For mass deployment in the access market, however, single-fiber transceivers need to be standardized. The Japanese Telecommunications Technical Committee has developed its TS-1000 standard addressing the single-fiber interface for Fast Ethernet. The IEEE's Ethernet in the First Mile (EFM) working group is currently developing single-fiber specifications for 100-Mbit/second Fast Ethernet and Gigabit Ethernet applications. The feasibility stage is progressing and the IEEE 802.3ah standard should be ratified early next year, which gives manufacturers plenty of time to tool their designs. In the interim, some manufacturers are working on early deployments based on existing technology and designed to accommodate the standards that are now in process. This standardization effort will allow equipment manufacturers to multisource components and further reduce cost.

Another single-fiber area where standardization is progressing is in passive optical networks. The ITU has had G.983 available for several years while the 802.3ah standard addresses an Ethernet version of this architecture.

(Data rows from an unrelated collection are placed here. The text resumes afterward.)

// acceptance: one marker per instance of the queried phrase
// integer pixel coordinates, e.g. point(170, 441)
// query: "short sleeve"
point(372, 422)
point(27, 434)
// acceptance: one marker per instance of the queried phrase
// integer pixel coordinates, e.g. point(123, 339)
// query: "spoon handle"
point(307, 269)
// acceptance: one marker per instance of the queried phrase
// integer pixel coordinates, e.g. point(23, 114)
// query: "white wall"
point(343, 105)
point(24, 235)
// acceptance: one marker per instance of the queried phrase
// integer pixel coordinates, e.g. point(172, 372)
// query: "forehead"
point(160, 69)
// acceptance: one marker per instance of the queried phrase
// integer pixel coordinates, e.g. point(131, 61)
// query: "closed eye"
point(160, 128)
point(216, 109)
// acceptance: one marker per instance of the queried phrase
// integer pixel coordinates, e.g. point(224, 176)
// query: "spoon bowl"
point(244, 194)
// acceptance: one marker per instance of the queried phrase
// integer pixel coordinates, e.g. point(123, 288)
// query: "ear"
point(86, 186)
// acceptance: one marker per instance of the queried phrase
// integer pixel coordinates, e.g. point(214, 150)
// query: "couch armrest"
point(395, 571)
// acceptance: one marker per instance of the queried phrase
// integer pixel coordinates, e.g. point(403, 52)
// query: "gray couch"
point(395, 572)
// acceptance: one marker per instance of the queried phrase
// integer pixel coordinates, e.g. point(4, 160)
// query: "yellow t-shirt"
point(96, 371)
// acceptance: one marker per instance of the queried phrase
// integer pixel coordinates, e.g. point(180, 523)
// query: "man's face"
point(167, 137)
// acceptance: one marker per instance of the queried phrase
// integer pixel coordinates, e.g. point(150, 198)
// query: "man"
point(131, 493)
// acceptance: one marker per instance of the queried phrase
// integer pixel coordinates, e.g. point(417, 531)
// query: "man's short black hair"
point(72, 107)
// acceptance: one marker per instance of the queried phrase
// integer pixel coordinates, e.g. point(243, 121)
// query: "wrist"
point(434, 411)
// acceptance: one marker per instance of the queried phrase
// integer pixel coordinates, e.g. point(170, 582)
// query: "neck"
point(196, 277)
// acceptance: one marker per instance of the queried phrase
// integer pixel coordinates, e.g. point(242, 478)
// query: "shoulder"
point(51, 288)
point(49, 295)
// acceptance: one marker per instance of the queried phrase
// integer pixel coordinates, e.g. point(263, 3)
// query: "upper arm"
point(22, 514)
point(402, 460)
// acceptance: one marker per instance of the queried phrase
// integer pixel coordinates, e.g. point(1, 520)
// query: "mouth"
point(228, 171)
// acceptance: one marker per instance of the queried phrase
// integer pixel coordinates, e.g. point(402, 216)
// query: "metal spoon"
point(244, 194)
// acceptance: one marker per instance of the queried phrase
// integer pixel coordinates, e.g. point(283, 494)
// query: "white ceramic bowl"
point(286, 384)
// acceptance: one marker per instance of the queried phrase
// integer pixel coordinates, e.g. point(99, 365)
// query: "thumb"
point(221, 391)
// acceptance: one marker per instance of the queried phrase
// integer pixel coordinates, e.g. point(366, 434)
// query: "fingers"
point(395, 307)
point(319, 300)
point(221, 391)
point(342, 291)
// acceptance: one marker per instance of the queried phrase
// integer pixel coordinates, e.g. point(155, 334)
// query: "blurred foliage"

The worldwide growth of Ethernet services over the next several years will drive volume deployment for equipment and transceiver manufacturers, and thus lower the cost of single-fiber solutions. Industry analyst group IDC predicts the number of metro Ethernet service subscriptions will grow from roughly 1.2 million in 2002 to 18.7 million by 2006 worldwide, with a compound annual growth rate (CAGR) of 120.1 percent That figure includes companies that have more than one Ethernet service per company. More importantly, IDC also reports that new Ethernet connections-meaning new Ethernet service customers-more than doubled in 2002, indicating the growth potential of this market. IDC forecasts that new subscriber connections will grow to 6.9 million by 2006, with a CAGR of 67.5 percent.

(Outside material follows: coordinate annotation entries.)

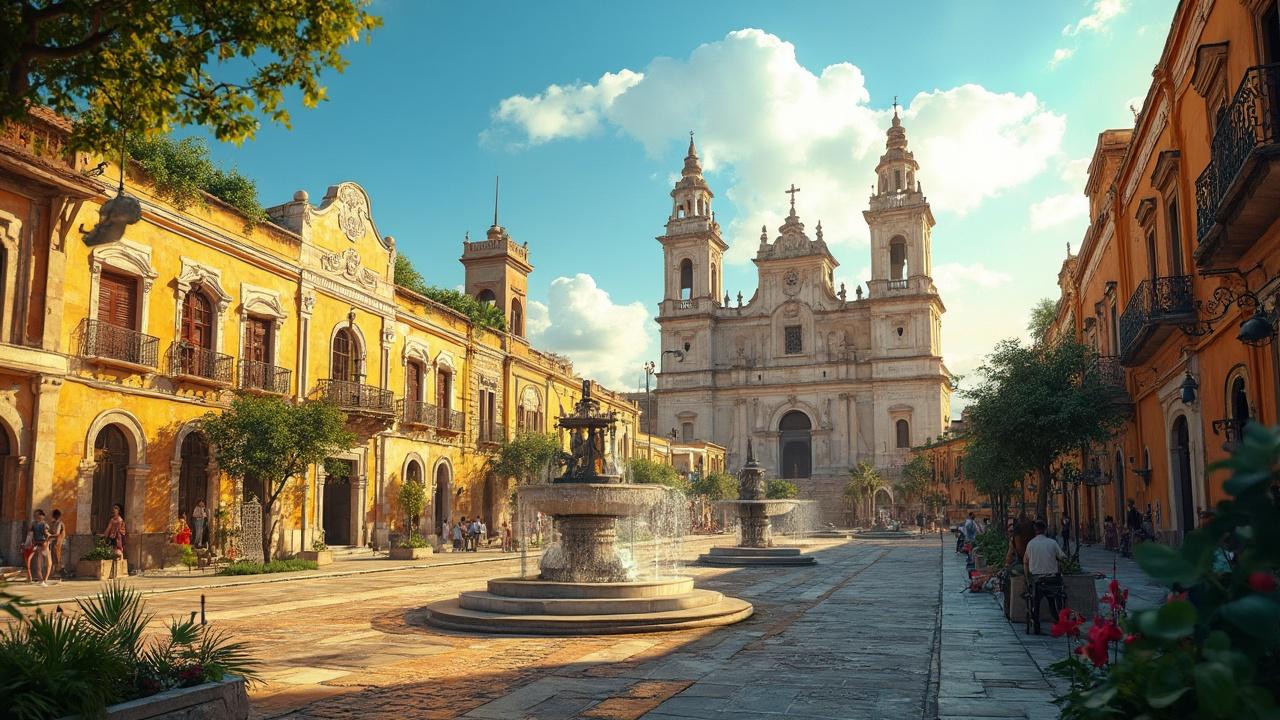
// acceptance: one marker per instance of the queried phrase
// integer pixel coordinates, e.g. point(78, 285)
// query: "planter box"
point(319, 557)
point(1080, 596)
point(411, 552)
point(101, 569)
point(224, 700)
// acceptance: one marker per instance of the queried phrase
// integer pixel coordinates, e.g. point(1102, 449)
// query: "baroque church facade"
point(818, 379)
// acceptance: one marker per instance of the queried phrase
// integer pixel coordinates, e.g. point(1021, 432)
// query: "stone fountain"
point(585, 584)
point(755, 536)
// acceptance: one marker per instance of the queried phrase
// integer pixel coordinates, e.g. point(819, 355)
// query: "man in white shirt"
point(1041, 560)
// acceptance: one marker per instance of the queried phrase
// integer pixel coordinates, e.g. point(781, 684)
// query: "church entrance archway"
point(440, 500)
point(795, 445)
point(339, 475)
point(1184, 492)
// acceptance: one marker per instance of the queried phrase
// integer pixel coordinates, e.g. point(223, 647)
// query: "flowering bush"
point(1212, 648)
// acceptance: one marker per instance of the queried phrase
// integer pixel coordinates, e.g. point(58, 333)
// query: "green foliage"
point(481, 314)
point(137, 67)
point(650, 472)
point(1043, 314)
point(68, 664)
point(103, 550)
point(1212, 650)
point(412, 501)
point(250, 568)
point(778, 488)
point(716, 486)
point(182, 172)
point(274, 441)
point(526, 458)
point(1034, 404)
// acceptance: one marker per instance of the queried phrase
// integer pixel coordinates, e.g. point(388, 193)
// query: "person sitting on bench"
point(1042, 563)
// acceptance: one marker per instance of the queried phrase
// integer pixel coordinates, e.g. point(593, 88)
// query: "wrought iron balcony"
point(265, 377)
point(118, 345)
point(1238, 195)
point(200, 364)
point(1156, 308)
point(357, 397)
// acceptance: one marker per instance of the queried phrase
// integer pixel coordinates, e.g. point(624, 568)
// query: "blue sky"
point(1002, 103)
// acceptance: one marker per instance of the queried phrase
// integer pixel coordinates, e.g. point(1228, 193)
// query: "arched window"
point(110, 470)
point(343, 356)
point(897, 259)
point(686, 279)
point(193, 474)
point(517, 318)
point(795, 445)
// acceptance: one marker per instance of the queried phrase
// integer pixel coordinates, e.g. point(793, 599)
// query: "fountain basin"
point(615, 500)
point(521, 606)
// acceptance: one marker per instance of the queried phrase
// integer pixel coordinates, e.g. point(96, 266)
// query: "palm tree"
point(862, 484)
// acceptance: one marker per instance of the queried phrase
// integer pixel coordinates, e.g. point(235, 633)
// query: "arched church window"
point(897, 259)
point(686, 279)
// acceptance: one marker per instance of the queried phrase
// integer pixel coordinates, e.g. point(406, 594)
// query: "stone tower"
point(497, 270)
point(908, 317)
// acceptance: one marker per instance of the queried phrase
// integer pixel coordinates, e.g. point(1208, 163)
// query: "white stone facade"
point(817, 378)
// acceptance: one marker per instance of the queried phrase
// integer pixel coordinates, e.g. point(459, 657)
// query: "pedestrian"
point(37, 540)
point(199, 520)
point(56, 537)
point(115, 533)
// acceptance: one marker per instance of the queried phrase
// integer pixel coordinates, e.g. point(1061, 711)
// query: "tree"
point(274, 442)
point(863, 482)
point(526, 458)
point(136, 67)
point(1043, 314)
point(778, 488)
point(716, 486)
point(650, 472)
point(1037, 402)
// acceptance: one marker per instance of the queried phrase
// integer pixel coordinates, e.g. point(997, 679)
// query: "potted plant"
point(97, 563)
point(319, 552)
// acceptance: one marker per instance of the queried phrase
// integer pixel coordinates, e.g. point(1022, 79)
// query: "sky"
point(584, 109)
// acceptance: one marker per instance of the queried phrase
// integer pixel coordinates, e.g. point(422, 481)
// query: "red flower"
point(1068, 624)
point(1262, 580)
point(1100, 638)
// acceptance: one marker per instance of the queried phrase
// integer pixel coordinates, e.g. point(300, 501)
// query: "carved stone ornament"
point(347, 264)
point(352, 212)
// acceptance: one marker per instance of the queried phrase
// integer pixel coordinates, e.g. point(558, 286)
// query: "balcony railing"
point(357, 397)
point(193, 361)
point(105, 341)
point(1157, 305)
point(1247, 130)
point(265, 377)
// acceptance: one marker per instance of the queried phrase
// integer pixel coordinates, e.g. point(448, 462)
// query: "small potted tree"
point(412, 545)
point(319, 552)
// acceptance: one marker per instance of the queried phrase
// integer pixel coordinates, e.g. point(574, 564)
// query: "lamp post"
point(648, 404)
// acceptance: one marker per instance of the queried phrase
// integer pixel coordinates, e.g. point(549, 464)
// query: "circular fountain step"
point(490, 602)
point(449, 614)
point(744, 556)
point(548, 589)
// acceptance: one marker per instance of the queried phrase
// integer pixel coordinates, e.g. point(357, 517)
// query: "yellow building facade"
point(109, 354)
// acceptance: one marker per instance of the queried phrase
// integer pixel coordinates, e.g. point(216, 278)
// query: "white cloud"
point(764, 121)
point(951, 277)
point(565, 110)
point(1060, 55)
point(1104, 12)
point(607, 342)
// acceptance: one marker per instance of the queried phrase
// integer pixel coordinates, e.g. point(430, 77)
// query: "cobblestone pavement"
point(853, 638)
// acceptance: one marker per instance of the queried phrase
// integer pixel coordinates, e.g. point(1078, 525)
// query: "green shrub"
point(778, 488)
point(77, 664)
point(250, 568)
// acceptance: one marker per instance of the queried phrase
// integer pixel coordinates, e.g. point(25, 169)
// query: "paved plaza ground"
point(878, 629)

The second compelling factor for developing single-fiber transceivers is the cost of fiber deployment. The actual cost of cable and of trenching or aerial mounting is relatively insensitive to the number of fibers in the cable. However, the cost of splicing and components such as splitters, connectors, couplers and splice enclosures is directly related to the fiber count. This is especially important in access applications, since these tend to be "splice-rich" as the fiber branches out from the large central-office cable to the single drop at the customer end.

These costs tend to add up quickly in access networks, where subscriber demand lies. Single-fiber solutions help reduce the capital and labor costs associated with lighting up fiber while effectively doubling the number of available access fibers and the number of customers a carrier can reach.

Single-fiber solutions also maximize the capital investment in new fiber installations and make better use of existing dark fiber by extending the lifetime of fiber and thus extending "time to trench." Metro-area networks nearing fiber exhaust also represent a potential market for single-fiber transceivers, which can turn 10 percent fiber availability into 20 percent availability.

Single-fiber, bidirectional technology is fast emerging as the low-cost solution for the Fast Ethernet access market, where demand is driven by the need for fast Internet access.

In the future, the same technology can change the cost model for Gigabit Ethernet access as well. Carriers that install a hybrid copper/single-fiber transceiver solution can provide 1- through 100-Mbit/s access service to customers today and be positioned to support Gigabit Ethernet bandwidth when the demand arises.

Mark L. Ventura is vice president of hardware engineering for Hatteras Networks (Research Triangle Park, N.C.).